The Twins were soon hailed as saviours of the avant garde - but were, however, quick to reject 'this trap'. "Just as the present mainstream is the avant garde of the past, so the avant is nothing more than the mainstream of the future." Soon they had founded the influential postAvant scene - described by indolent critics as "more avant than the avant" - which rejected all notions of the experimental as arbitrary, whereas "the true procedure is both demonstrable and exact."

Their eagerly-awaited debut performance at the legendary "Scene Discontinuous" venue - the European hub of the postAvant - commenced with the activation of a piece of machinery which flooded the auditorium with a thick smoke, forcing the audience to evacuate to the street. The performance then proceeded at a precisely-measured low volume, with only occasional passages being audible to anyone but the gasmasked performers themselves.

This procedure initially caused an amount of ill-feeling.
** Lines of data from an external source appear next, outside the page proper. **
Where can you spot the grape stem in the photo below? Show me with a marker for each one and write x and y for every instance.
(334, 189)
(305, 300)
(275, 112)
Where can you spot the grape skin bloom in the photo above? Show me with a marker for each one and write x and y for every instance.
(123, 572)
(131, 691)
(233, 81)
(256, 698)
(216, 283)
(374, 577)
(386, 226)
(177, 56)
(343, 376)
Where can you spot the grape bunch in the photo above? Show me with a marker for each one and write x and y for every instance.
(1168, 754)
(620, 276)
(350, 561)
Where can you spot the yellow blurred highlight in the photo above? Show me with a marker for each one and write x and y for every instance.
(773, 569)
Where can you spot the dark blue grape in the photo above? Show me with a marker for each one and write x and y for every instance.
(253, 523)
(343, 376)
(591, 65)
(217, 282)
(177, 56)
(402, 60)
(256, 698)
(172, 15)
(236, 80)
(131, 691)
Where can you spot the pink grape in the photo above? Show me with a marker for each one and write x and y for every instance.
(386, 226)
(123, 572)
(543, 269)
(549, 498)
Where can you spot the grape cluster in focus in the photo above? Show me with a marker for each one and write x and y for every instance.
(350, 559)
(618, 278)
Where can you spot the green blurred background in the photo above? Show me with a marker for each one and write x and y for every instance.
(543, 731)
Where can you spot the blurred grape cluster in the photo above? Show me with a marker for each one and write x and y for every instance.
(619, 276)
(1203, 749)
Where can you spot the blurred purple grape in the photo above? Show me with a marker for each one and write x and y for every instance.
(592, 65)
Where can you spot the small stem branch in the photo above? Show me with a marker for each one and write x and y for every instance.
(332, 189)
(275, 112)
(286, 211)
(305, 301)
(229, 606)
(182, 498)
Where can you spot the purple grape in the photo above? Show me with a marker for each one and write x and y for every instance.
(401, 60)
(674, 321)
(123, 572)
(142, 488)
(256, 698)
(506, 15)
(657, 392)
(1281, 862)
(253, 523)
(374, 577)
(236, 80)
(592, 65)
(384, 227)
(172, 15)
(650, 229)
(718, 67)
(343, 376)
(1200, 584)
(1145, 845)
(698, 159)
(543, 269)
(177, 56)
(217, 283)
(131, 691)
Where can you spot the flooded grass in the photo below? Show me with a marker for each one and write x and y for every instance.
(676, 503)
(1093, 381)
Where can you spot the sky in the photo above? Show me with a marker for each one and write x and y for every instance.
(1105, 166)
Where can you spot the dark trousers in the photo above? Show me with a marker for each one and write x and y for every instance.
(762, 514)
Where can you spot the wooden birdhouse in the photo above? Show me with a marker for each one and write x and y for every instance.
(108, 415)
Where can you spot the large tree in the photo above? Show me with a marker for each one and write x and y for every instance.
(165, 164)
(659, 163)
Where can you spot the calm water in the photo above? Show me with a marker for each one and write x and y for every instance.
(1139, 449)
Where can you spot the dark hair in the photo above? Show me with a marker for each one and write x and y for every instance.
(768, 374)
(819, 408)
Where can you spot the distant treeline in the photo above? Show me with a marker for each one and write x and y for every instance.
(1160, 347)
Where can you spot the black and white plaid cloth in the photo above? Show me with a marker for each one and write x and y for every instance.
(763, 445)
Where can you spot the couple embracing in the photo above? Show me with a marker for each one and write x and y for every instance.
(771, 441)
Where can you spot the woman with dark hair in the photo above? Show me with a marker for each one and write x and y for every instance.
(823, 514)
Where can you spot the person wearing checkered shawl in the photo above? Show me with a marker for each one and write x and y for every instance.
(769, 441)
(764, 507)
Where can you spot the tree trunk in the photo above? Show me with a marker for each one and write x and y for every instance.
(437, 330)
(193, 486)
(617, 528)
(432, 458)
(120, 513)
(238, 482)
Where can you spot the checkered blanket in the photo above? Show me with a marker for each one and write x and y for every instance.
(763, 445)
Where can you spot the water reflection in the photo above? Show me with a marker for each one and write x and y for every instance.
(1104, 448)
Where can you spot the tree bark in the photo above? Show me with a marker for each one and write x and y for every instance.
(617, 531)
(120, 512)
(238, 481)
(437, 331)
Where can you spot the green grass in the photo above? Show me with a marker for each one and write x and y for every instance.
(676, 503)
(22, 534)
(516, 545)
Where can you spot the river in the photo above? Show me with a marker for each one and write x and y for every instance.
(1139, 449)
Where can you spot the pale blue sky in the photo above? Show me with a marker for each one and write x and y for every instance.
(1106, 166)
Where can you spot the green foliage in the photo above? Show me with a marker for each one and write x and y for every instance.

Scuffles broke out in the street outside the venue, between hostile critics and the so-called "Ultras" - diehard postAvant fans. The police were called.

The following day however, the anti-performance was praised in unrestrained terms by the influential Danish critic Morten Lynge. It represented, he urged, the beginning of a new age of hyperlibertarian art, in which the individual was boundlessly free to speculate on the nature of the work, rather than being constrained by the "authoritarian presence of the object". It thus surpassed all previous (and now-redundant) forms of art, Lynge contended, in that it enabled the critic to "imagine in absentia" a work which excelled in all respects, rather than one which "might prove, in fact, merely pedestrian".

The Cray Twins had arrived.

Their debut album "The Pier" (Fang Bomb) - released early 2016 - also features luminaries such as BJ Nilsen, Lucio Capece, Jos Smolders, Ken Vandermark and Tuomas Olikainen.